Those who like epic dramas have had a good show this year as prime ministers came and went, with other ambitious politicians supporting one or the other and changing sides as they calculated what was best for them in their bid to climb the greasy pole. On the other side of the House of Commons, the leaders of the ‘Opposition’ couldn’t contain themselves at the prospect this in-fighting opened for them to get to enjoy the fruits of office instead. It’s been a despicable spectacle.
As would-be administrators of the political side of capitalism — dubbing themselves ‘the government in waiting’ — the leaders of the Labour Party know that if they were in office their policy would not be, could not be, much different from that of the present Tory government. They criticise the government noisily but mainly for the personal behaviour of some of its ministers.
Even during the brief Truss interlude they agreed with some of what she did but balked at her crass decision, in the midst of a cost of living crisis for most people, to reduce income tax on the rich and remove the cap on bankers’ bonuses. Here too they merely echoed the views of her critics in the Tory party and who are now in office. Can anybody tell the difference between Starmer and Sunak?
The Truss interlude brought out the constraints that the operation of capitalism places on what the politicians in charge of the political machine can do when it comes to economics. They can’t do what they want. They must do what the operation of the market dictates. Given a chance to implement free-market ideology Truss failed spectacularly. Perhaps that will make her type less cocky for a while.

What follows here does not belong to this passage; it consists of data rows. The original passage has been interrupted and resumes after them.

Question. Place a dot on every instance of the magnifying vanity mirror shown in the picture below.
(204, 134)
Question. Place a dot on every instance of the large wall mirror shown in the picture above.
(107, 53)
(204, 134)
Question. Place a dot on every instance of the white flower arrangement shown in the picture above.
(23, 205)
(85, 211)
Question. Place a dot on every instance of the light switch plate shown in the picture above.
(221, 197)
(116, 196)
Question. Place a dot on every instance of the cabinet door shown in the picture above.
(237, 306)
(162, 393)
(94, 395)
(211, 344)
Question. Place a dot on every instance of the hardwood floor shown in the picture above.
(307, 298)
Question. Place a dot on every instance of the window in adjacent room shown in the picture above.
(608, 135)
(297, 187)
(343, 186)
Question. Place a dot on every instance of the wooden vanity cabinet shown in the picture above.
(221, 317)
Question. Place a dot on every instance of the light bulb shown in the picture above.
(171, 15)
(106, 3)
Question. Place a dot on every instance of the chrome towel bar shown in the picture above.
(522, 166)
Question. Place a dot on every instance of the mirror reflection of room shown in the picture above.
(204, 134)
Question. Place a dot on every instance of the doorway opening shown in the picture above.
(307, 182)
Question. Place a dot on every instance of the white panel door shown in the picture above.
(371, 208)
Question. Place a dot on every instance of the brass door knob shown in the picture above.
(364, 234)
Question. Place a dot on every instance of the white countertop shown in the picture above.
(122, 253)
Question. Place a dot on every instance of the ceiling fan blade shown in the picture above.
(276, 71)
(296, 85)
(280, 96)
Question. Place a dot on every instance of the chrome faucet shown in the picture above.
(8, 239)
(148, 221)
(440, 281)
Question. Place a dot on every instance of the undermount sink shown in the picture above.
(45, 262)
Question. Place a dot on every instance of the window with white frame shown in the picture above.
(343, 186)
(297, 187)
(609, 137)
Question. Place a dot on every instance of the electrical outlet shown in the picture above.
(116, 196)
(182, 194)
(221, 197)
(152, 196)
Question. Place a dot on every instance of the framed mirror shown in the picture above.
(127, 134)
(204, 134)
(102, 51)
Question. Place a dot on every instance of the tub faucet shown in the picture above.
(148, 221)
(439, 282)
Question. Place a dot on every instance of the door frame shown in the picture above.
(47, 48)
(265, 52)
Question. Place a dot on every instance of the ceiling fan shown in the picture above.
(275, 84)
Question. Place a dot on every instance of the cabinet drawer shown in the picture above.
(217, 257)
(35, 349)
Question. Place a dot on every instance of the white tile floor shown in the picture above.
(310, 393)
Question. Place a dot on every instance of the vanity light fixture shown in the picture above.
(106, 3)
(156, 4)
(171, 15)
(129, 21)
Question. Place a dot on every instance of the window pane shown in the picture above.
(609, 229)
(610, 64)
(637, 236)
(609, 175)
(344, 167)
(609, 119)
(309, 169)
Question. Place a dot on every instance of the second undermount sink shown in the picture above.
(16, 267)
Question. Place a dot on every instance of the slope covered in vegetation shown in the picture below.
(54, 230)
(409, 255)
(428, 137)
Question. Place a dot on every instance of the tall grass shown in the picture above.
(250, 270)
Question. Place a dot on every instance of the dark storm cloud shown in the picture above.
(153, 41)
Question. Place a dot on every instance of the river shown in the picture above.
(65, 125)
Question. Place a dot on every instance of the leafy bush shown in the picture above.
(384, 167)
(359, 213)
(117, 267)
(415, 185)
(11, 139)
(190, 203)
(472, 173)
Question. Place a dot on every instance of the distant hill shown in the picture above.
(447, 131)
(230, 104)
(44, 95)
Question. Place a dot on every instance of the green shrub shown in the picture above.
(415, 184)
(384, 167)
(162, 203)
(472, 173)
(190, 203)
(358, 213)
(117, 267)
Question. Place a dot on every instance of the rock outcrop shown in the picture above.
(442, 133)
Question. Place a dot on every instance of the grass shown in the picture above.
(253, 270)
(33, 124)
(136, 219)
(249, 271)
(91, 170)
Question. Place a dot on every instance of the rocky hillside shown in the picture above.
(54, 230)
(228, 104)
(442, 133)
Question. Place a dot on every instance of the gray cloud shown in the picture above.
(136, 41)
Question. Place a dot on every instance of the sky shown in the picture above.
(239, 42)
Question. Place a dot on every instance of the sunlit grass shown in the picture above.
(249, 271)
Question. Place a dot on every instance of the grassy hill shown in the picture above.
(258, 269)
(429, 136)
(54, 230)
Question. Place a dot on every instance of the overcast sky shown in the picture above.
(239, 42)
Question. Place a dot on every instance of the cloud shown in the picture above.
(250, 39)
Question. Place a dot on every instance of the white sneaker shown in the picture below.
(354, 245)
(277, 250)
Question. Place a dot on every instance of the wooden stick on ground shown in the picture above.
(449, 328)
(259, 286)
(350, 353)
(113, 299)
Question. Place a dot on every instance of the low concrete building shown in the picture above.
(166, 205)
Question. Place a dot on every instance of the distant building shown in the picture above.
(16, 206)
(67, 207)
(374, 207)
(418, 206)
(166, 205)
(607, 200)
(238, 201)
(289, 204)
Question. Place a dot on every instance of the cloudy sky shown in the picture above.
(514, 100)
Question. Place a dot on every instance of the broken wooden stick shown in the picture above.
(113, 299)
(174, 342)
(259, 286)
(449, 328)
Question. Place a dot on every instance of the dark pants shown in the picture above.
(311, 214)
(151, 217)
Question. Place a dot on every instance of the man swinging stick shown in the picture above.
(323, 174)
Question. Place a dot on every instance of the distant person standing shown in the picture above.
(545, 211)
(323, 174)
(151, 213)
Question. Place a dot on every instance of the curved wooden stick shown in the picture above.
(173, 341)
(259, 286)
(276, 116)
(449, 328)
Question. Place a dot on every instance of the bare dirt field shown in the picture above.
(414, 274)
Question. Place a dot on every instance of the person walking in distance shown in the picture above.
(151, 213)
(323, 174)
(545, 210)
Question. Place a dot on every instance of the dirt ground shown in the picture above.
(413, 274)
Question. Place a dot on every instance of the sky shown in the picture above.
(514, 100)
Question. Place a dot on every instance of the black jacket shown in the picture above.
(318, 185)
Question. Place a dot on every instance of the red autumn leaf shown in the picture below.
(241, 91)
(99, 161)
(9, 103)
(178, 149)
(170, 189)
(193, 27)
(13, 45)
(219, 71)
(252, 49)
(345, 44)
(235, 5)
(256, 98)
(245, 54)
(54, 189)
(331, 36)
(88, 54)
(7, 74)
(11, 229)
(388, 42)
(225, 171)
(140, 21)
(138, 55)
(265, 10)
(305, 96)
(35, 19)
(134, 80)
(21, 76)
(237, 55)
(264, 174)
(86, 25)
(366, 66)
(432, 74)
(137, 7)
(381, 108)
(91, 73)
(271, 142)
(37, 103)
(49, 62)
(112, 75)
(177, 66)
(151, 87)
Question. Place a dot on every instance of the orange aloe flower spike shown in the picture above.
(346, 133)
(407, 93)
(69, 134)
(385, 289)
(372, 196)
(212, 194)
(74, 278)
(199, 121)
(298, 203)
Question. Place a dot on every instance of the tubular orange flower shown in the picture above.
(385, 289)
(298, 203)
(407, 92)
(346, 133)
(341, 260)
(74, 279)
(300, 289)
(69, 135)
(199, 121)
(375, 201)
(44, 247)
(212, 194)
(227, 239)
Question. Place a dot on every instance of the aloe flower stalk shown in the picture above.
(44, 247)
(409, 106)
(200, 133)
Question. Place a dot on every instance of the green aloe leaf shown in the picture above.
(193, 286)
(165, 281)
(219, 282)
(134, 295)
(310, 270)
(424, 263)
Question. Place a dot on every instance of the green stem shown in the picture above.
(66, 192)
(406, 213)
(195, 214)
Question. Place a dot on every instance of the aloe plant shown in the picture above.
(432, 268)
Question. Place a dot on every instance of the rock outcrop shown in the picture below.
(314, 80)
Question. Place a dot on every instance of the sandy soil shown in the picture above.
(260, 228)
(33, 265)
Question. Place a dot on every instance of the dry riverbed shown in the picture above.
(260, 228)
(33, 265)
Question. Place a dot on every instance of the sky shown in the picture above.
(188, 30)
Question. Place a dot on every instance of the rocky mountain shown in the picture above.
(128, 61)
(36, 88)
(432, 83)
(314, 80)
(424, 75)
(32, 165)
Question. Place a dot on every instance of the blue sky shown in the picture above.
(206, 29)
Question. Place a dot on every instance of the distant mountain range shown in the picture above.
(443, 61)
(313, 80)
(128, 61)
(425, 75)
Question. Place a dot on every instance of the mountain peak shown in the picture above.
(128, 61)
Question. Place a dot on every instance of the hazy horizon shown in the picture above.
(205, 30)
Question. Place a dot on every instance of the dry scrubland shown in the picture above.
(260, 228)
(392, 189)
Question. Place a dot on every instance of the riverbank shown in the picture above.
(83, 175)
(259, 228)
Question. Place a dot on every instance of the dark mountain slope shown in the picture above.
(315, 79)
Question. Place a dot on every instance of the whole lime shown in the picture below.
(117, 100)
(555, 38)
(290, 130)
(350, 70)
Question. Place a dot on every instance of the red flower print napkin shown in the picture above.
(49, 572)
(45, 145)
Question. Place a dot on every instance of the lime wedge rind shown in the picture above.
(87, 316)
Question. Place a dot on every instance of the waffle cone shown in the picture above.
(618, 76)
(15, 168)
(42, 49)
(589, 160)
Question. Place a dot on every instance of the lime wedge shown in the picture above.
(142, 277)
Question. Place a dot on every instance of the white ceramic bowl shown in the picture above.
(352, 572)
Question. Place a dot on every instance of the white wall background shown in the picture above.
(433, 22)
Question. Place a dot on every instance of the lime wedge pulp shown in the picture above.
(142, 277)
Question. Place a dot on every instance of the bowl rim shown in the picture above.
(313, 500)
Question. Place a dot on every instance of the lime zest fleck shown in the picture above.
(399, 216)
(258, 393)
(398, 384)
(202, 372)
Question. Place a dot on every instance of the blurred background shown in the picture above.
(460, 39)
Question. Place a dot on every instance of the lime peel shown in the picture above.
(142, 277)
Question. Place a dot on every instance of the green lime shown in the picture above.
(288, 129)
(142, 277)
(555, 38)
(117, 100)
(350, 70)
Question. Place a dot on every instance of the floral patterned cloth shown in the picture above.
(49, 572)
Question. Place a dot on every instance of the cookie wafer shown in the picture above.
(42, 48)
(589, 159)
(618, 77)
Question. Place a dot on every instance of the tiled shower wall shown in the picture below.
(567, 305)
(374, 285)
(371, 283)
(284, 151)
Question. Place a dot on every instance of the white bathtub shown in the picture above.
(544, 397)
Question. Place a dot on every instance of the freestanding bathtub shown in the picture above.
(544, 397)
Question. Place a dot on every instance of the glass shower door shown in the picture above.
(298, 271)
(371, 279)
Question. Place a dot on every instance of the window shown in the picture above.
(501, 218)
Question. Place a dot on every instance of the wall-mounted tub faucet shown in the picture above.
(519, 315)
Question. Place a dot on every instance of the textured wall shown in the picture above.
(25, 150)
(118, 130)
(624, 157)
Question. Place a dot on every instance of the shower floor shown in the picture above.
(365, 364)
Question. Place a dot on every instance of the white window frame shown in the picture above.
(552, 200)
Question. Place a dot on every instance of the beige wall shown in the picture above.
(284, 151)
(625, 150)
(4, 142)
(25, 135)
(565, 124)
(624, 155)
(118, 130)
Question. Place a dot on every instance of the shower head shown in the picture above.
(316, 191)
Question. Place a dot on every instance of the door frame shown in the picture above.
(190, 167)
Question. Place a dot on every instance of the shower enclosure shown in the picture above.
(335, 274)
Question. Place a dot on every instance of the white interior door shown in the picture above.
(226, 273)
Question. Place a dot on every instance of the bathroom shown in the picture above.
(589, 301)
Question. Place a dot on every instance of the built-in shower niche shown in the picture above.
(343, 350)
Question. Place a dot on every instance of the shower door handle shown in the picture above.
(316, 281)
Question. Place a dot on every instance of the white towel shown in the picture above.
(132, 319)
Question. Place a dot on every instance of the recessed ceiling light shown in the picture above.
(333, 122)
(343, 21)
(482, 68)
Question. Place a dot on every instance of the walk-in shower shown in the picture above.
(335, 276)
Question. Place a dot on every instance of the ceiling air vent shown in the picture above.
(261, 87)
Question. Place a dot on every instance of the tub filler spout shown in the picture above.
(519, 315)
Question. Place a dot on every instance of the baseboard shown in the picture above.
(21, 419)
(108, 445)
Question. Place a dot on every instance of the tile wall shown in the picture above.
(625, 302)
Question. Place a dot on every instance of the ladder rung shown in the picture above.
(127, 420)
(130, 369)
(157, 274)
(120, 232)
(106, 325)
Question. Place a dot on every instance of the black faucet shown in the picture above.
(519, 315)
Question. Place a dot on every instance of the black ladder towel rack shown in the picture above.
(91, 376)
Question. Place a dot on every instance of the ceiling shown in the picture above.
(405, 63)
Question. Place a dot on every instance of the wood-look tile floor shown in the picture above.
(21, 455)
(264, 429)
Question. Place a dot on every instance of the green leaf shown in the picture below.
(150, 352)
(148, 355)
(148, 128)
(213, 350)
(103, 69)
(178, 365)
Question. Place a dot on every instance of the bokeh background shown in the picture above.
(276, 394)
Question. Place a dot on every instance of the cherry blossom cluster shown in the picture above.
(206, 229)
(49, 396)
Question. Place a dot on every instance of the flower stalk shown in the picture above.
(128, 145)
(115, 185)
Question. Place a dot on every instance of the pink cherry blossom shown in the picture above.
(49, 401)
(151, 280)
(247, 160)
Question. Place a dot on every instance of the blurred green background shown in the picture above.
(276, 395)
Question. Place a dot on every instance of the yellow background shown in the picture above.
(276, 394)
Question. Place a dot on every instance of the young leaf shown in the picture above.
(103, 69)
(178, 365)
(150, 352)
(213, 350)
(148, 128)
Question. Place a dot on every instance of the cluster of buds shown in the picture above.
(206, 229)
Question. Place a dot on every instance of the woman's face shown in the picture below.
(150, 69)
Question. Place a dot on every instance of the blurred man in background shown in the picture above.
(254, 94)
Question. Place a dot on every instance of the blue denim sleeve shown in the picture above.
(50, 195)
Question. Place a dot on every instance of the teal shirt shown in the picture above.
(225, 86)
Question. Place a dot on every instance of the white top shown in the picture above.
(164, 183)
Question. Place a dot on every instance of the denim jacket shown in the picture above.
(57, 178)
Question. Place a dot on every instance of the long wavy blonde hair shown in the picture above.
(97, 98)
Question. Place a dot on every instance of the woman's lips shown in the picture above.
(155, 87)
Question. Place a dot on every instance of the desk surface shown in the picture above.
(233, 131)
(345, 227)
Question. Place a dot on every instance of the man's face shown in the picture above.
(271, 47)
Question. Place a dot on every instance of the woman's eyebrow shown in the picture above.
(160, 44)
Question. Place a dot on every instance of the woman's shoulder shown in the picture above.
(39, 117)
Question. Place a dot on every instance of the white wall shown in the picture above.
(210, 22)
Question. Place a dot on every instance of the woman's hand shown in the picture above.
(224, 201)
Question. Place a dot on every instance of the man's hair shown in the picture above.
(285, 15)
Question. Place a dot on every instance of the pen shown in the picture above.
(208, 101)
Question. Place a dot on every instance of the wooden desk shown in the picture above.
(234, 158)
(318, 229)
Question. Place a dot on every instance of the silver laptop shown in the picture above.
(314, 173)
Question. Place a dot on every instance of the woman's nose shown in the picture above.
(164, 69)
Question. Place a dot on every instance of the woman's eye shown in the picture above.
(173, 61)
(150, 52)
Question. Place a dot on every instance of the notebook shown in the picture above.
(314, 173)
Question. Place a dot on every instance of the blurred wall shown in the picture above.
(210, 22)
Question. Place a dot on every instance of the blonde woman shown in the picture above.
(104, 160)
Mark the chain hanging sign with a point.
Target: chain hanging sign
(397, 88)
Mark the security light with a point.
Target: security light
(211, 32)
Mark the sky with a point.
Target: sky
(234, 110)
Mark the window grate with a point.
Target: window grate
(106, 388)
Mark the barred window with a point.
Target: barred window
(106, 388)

A Corbyn government would have failed too. When Corbyn was elected leader of the Labour Party, his opponents within the Party, realising that this ruined their chance of becoming ministers, immediately started to plot his downfall. They got their way and have since restored the Labour Party as a credible alternative management team for capitalism, a profit-driven system that can only work as such in the interest of the few who live off profits.
The result is that politics has been reduced to a competition between two rival bands of careerist politicians as to which is the more honest, competent and cost conscious. No wonder ‘I’m not interested in politics’ has become a widespread view. If that’s what politics is, we aren’t interested either.
Meaningful politics is a struggle about which class — the capitalist few or the wage-working many — should control political power. At the moment the capitalist few are winning. But if a majority wanted, they could do something more than just regard with contempt the politicians of capitalism and their antics. They could stop electing them and replace them with delegates mandated to use political control to help bring in a society based on the common ownership and democratic control of society’s productive resources, with production directly to meet people’s needs, rather than for sale or for profit.